On matter principles and based on our 90s experience we should never budget for any donation in critical area like health; We have the ability in 2 trillion or 20b usd budget to finance the health sector including hiv aids, tb and name it. We just have to see remove wastage going to NYC and put in health.
Any extra donation from USAID should go towards non-critical areas. Right now we are giving every orphan, elderly,disabled, street kid some 2,000 to 5,000 shs a month..good start in starting national welfare system...why can't we do the same for health.
There is need to find Ngilu proposal and find a workable formulae.
There is a lot that is happening now...after gov started insuring police,aps,teachers and civil servants....now I see hospitals cropping up everywhere..private hospitals that are surviving from capitation from gov.
If NHIF was to be reformed..and for each citizen who is insured....a capitation fee is paid to hospitals..be it private or public..health services in this country will improve.
As much as we need help; we should never become helpless or at mercy of USAID or WB.
Gov is working on free education by 2017 upto high school level....if we had followed WB....we would be in a mess. The same need to happen in health.
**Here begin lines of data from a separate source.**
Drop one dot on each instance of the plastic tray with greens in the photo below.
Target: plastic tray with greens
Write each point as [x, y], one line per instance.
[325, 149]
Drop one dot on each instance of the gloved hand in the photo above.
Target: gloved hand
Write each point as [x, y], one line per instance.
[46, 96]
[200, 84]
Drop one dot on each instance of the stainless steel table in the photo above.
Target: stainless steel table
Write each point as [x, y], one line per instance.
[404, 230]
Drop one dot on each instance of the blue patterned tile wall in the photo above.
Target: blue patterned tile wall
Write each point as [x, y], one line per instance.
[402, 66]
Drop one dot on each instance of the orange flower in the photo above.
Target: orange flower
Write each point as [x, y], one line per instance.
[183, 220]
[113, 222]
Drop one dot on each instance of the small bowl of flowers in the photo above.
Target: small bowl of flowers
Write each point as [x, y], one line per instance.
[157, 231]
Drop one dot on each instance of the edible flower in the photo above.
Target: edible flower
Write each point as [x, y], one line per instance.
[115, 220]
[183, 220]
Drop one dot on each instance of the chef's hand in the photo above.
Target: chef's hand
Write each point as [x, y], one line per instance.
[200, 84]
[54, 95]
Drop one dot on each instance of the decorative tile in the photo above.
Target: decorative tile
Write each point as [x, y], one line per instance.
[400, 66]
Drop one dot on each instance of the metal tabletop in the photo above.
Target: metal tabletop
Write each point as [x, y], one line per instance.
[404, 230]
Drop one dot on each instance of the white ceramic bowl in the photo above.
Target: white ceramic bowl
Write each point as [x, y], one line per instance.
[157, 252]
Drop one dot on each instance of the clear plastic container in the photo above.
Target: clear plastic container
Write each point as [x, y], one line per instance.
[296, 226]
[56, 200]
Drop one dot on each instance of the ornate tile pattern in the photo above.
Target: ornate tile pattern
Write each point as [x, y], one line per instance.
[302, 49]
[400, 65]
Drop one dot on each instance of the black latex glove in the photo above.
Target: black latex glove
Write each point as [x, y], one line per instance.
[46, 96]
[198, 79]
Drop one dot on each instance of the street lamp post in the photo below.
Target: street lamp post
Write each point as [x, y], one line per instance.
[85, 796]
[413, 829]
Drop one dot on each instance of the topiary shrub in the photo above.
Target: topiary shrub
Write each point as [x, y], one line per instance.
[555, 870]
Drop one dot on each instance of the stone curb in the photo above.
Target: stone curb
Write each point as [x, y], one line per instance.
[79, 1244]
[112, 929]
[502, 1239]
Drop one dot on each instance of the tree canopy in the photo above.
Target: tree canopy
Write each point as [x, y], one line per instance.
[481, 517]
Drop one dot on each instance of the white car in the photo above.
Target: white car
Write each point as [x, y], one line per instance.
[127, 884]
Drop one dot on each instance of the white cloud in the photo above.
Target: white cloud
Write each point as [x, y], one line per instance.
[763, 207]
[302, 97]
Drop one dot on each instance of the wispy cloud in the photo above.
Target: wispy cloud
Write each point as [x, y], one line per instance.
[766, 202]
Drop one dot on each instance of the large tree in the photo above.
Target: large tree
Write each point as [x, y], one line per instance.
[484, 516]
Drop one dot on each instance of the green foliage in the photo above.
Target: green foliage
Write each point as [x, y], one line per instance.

Kenya can afford universal health care systems that is really working. If Cuba can afford it..we can afford it.
After which we should expland the national social welfare to include those that are genuinely jobless and desperate.
I don't see that as a helpful way of looking at it:
First, the government can afford to spend little on health precisely because "donors" are doing plenty of heavy lifting all over the place. In order to be really free of "donors", it would be necessary to then make up for that "donor money".
Second, the taxes are not even enough to make up for the shortfall as things currently stand: It had never occurred to anyone in Kenya to track private spending on health until USAID proposed it. There is now a USAID supported project that does that, and the results are shocking: "out-of-pocket" expenses on health are a huge burden and especially on the poor.